The third solution, according to Rodriguez, is for an “intervention mechanism” to be created at the local level for homeless people with addiction that offers them “a pathway to self-dependence and off of government dependence.”

That pathway, the he said, must include housing, detox, life skills and job training and work requirements all within a drug-free environment. Regional jurisdictions also need to be in tune with each other on such a mechanism, and the region must have mental health resources.

One local program that seems to fit Rodriguez’s criteria for such a mechanism is Solutions for Change, a group that claims to permanently solve family homelessness.

The way the program solves family homelessness, according to founder Chris Megison who spoke at the Oct. 21 town hall, is by ending what his program calls “the churn.”

The churn is the “costly and futile cycle that occurs when the root causes of family homelessness are not addressed, causing homelessness to repeat.”

For example, Megison explained, a family may encounter job loss, domestic violence, illness or eviction that ends them up in shelters or other temporary living situations. Once their vouchers for assistance runs out, the cycle repeats itself.

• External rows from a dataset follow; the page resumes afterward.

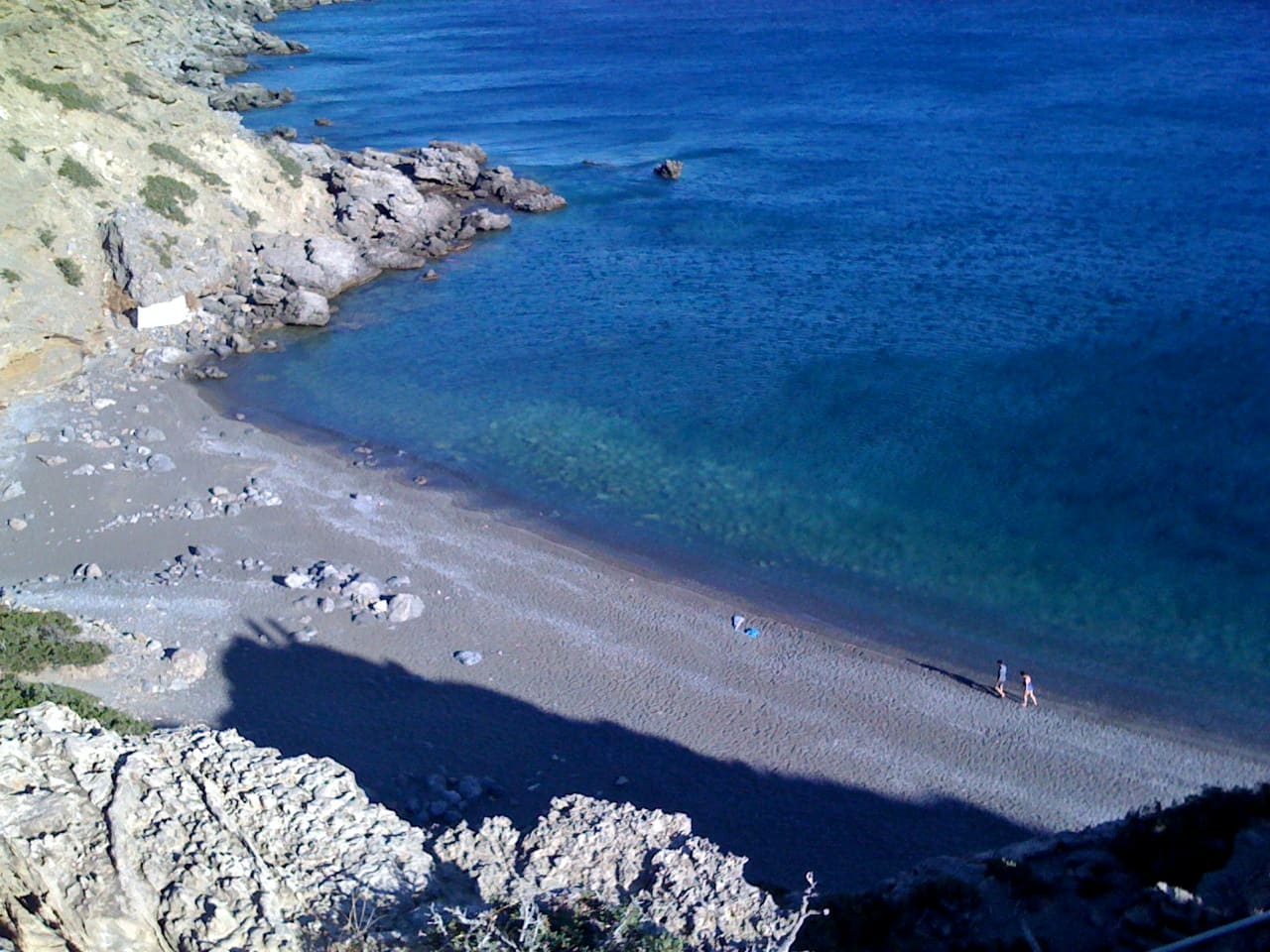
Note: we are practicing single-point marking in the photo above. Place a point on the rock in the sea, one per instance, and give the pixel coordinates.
(668, 169)
(241, 96)
(522, 194)
(304, 308)
(324, 264)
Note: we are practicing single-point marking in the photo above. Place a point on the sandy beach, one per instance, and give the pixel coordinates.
(797, 749)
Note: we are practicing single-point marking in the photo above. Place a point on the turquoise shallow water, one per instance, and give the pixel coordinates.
(956, 309)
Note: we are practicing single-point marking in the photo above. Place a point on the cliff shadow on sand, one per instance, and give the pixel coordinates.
(398, 731)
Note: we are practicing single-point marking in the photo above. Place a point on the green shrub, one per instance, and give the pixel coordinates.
(32, 642)
(70, 270)
(168, 197)
(291, 169)
(64, 93)
(169, 153)
(17, 694)
(77, 175)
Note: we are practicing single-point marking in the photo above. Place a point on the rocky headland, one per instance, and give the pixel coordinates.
(146, 235)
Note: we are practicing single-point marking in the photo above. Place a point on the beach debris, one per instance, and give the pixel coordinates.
(404, 608)
(668, 169)
(160, 462)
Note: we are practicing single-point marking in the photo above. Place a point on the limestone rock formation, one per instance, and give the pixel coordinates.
(125, 193)
(195, 838)
(621, 853)
(187, 839)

For Megison, shelters, motel vouchers and government subsidized housing are “Band-Aid fixes” but not permanent solutions because they don’t address the “root problem.”

For Rodriguez, the government has failed at solving the homelessness crisis. He wants to see less government dependence and more local initiatives take off.

Bea Palmer, who attended the town hall, reminded Rodriguez that there are many other organizations in the area that are making strides in addressing the region’s homelessness.

Palmer is vice president of the board for Operation HOPE-North County, a 45-bed year-round shelter for homeless families and single women. The shelter offers a drug-free environment, case management for shelter residents, job skills training and children’s programs as well.

“One size model doesn’t fit everybody’s needs so we have to meet the families and clients where they’re at,” she said.

Palmer told The Coast News that she wants Rodriguez to advocate for all of the organizations like hers equally.

2 comments

Christopher October 28, 2019 at 7:47 am

Hi Mandy, My presentation showed almost 1,000 rentals between San Diego County and Riverside County just on Zillow ranging from 1-3Bedrooms and under $1450.00 per month. According to government affordability standards of 30% of gross local medium income, $1450.00 is considered affordable (not my definition). I also showed a study that only 18% of homeless are employed to show that no matter how many “affordable housing” there is, if an individual is addicted and not working they won’t be able to afford any amount. Some feel that if there was more affordable housing it would solve the homeless addiction crisis, and I disagree with this assumption. Thank you for sharing your thoughts

Mandy Barre October 24, 2019 at 1:31 pm

His so-called townhall made illogical assumption at every turn. Not sure why it got this coverage. Basically he told people to move to Riverside if they couldn’t ‘afford to live by the beach’. Disgusting.